Victor Schœlcher
Après le vote de ce décret, il continue sa carrière en devenant député en Martinique. De retour en France en 1870, après s'être exilé en Angleterre pour ses convictions républicaines, il devient une nouvelle fois député et sénateur. Ce grand homme s'éteint en 1893. Il avait 89 ans.
Son parcours.
Son engagement en faveur des esclaves était tellement intense qu'il a défendu ses principes. Après avoir vu les conséquences de l'esclavagisme avec les conditions désastreuses pour ces hommes prisonniers, il revient en France et publie des ouvrages et des critiques. Sa carrière politique commence réellement en 1832 à la mort de son père qui lui lègue son entreprise.
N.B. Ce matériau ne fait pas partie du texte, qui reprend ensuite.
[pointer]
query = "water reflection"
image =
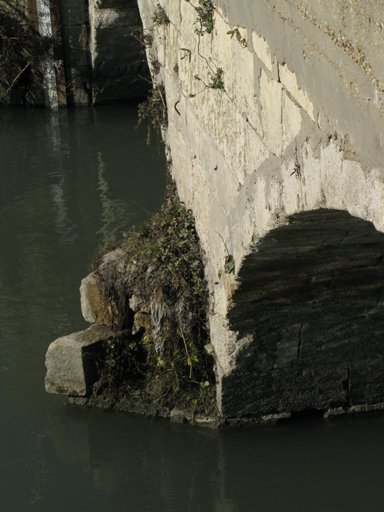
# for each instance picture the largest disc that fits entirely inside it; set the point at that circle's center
(67, 181)
(115, 213)
(153, 465)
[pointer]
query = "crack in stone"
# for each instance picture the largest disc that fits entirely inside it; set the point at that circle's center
(347, 386)
(300, 340)
(344, 237)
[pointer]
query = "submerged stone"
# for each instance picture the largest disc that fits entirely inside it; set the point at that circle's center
(71, 361)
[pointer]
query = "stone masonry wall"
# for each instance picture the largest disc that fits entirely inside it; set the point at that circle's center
(298, 126)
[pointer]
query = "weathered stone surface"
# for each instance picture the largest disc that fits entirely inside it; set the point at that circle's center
(299, 323)
(95, 307)
(71, 361)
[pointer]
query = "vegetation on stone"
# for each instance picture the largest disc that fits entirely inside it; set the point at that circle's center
(21, 49)
(161, 362)
(160, 16)
(154, 108)
(205, 16)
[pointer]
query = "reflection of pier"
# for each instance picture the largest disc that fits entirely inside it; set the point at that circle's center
(114, 214)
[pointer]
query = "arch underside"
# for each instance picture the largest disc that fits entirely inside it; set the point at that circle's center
(311, 301)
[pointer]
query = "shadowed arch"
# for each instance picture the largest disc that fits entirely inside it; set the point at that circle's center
(311, 302)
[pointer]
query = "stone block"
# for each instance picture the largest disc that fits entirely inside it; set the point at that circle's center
(94, 307)
(71, 361)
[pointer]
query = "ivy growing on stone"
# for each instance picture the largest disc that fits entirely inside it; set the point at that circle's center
(160, 17)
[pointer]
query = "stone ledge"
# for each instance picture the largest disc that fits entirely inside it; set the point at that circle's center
(71, 361)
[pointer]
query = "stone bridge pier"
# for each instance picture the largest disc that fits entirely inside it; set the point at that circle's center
(275, 129)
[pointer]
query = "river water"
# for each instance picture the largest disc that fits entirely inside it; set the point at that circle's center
(68, 183)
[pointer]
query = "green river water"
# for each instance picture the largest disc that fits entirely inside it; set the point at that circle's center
(68, 183)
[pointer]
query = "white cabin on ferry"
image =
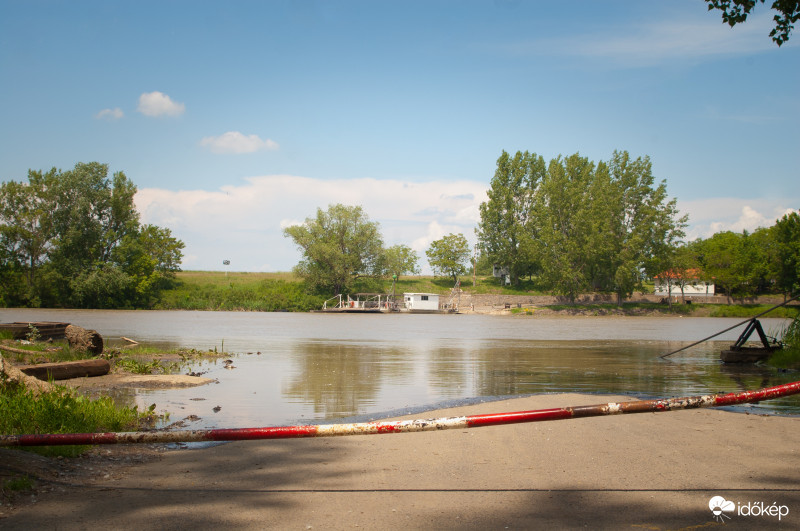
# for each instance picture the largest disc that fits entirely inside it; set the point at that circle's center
(421, 302)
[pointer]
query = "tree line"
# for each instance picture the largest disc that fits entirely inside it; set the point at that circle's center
(73, 239)
(576, 225)
(743, 264)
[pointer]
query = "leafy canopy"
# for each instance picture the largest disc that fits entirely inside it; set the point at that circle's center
(338, 245)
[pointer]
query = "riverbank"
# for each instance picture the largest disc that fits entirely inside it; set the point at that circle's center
(654, 471)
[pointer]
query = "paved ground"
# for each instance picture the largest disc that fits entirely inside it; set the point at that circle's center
(645, 471)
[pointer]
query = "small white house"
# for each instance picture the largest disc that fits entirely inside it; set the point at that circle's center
(421, 302)
(692, 282)
(502, 272)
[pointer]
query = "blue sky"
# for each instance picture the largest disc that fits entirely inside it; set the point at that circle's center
(236, 119)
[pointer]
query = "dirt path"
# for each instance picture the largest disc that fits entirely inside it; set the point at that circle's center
(647, 471)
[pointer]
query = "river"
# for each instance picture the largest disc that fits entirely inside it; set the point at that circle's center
(301, 368)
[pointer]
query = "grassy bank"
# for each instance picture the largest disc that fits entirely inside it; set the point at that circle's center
(61, 410)
(263, 292)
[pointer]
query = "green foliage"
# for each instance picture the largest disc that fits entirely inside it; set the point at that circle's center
(73, 239)
(578, 225)
(786, 233)
(503, 230)
(736, 12)
(338, 245)
(142, 367)
(449, 255)
(401, 260)
(733, 260)
(60, 411)
(789, 356)
(241, 291)
(18, 483)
Il vend cette entreprise par la suite pour pouvoir se consacrer entièrement à sa carrière politique et par conséquent défendre ses idéaux. Le premier ouvrage qui parle ouvertement de l'esclavagisme, il le publie en 1833. L’ouvrage s'intitule alors : De l'esclavage des noirs et de la législation coloniale.
Il faut savoir que si Victor Schoelcher était un fervent défenseur de la liberté des noirs, son opinion n'a pas toujours été la même. En effet, au début de son engagement, il pensait qu'appliquer une abolition immédiate de l'esclavage serait une erreur car les esclaves n'étant pas préparer, la situation pourrait dégénérer. Mais c'est suite à un visite dans les plantations, que Victor Schoelcher voyant les conditions dans lesquelles travaillaient les esclaves, aboutit à la conclusion que l'abolition devait être immédiate.
Durant la période allant de 1848 à 1850, il occupa la fonction de député en Martinique et en Guadeloupe.
A cause de son humanité et de sa position en tant que défenseur des idées républicaines, il n'est pas très aimé durant le Second empire. Suite au coup d'état de Louis Napoléon Bonaparte, il décide de s'exiler en Angleterre. Pendant son exil en Angleterre, il écrit la biographie de Georg Friedrich Haendel.
Après ce passage de sa vie, il décide de revenir en France en 1870 après la défaite de Sedan. Après cette défaite, suivit la fin du règne de Louis Napoléon Bonaparte et la réélection de Victor Schoelcher comme député de la Martinique puis sénateur.
Aujourd'hui, beaucoup d'établissements scolaires portent son nom.